Another condition of the permit was the deployment of nesting boxes for Carnaby’s Black-Cockatoos to replace natural hollows. All of the above seems to cast doubt on the role, or indeed the point of DWER. Is approval granted to MRWA only because the cited reason is road safety and that trumps all environmental concerns, even though the claims made by MRWA about Toodyay Road being so unsafe are somewhat flawed given they are based on old road casualty statistics?
As the guardian of our precious environment, DWER’s unsatisfactory review processes and approvals need to be scrutinised thoroughly and protested where necessary. In the case of Toodyay Road, SASTR will continue doing that to the best of its ability.
- Wide Roadside Flora Drives Brochure
- Department of Water and Environmental Regulation
- DWER response to MRWA clearing application
- Clearing Permits
- Remnant Bushland (Wheatbelt Natural Resource Management)
- Land clearing in Australia: How does your state (or territory) compare?
- Warnings famous wildflowers could disappear from Wheatbelt verges from over clearing
- Farmer fined $30,000 for illegal clearing
- Waleed Aly’s land clearing statement fact-checked
Addendum: Assessment of MRWA Toodyay rd Project against clearing principles
- Native vegetation should not be cleared if it contains a high degree of biological diversity. Proposed clearing is at variance to this principle
- Native vegetation should not be cleared if it comprises the whole or part of , or if it is necessary for the maintenance of a significant habitat for fauna indigenous to Western Australia. Proposed clearing is at variance to this principle
- Native vegetation should not be cleared if it includes or is necessary for the continuation of rare flora. Proposed clearing is not at variance to this principle. ( This is because flora is identified as priority flora not drf )
- Native vegetation should not be cleared if it comprises the whole or part of or is necessary for the maintenance of a threatened ecological community . Proposed clearing may be at variance to this principle
- Native vegetation should not be cleared if it is significant as remnant of native vegetation in an area that has been extensively cleared. Proposed clearing is at variance to this principle.
- Native vegetation should not be cleared if it is growing in or in association with an environment associated with a watercourse or wetland. Proposed clearing is at variance to this principle.
- Native vegetation should not be cleared if the clearing of the vegetation is likely to cause appreciable land degradation. Proposed clearing is at variance to this principle.

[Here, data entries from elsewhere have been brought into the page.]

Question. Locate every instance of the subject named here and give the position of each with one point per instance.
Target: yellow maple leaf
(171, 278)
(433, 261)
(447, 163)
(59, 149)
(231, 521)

- Native vegetation should not be cleared if the clearing of the vegetation is likely to have an impact on the environmental values of any adjacent or nearby conservation area. Proposed clearing may be at variance to this principle.
- Native vegetation should not be cleared if the clearing of the vegetation is likely to cause deterioration to the quality or surface and underground water. Proposed clearing is not likely to be at variance to this principle.
- Native vegetation should not be cleared if the clearing of the vegetation is likely to cause or exacerbate the incidence and intensity of flooding. Proposed clearing is not likely to be at variance to this principle.